A VTK filter “owns” its output. So every time you update a filter, it will overwrite its output. With filters like vtkImageReslice, repeated updates generally don’t require any memory to be freed or allocated, so the memory is simply reused. This is very efficient when VTK is used to build dynamically updating pipelines (which is what VTK was originally designed for).


I recommend against using RotateWXYZ(90, 0, 1, 0) to create a permutation transformation since it’s inexact:

>>> transformY.RotateWXYZ(-90, 0, 1, 0)
>>> print(transformY.GetMatrix())
vtkMatrix4x4 (0x561682cac8e0)
  Debug: Off
  Modified Time: 112
  Reference Count: 2
  Registered Events: (none)
  Elements:
    2.22045e-16 0 -1 0 
    0 1 0 0 
    1 0 2.22045e-16 0 
    0 0 0 1 

You can build the permutation transformation directly:

const double permutationY[16] = {
  0.0, 0.0,-1.0, 0.0,
  0.0, 1.0, 0.0, 0.0,
  1.0, 0.0, 0.0, 0.0,
  0.0, 0.0, 0.0, 1.0,
};
transformY->Concatenate(permutationY);

One reason for doing this is that the vtkImageReslice code has a fast path specifically for permutation matrices.

1 Like

Thank you again for taking your time to answer and explain.

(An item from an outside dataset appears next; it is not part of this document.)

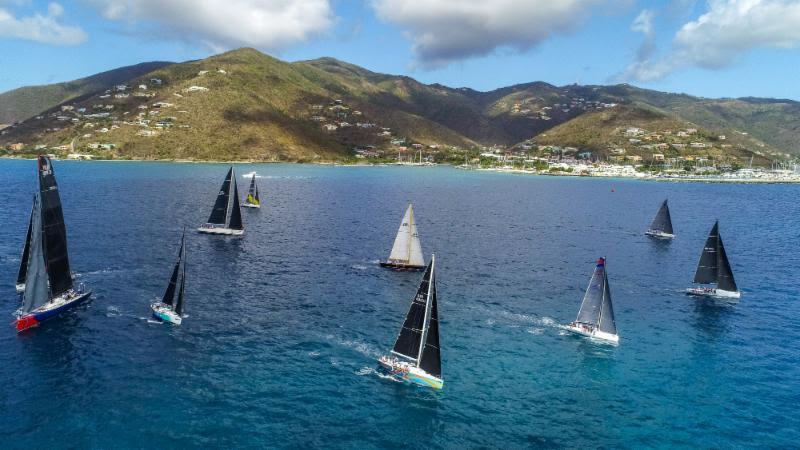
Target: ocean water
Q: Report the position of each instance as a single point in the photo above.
(285, 324)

This means even when updating a filter, receiving it’s output for a vtkImageData object, updating it again, and receiving the output for another vtkImageData object again, the content for both will be same because the smart-pointer points to the address of the filters content, which will then be the same for both images, logically?

I will adjust my code according to you suggestion concerning the permutation matrix, interesting detail. Thanks!

Edit: The performance improvement using a permutation matrix is incredibly, thank you!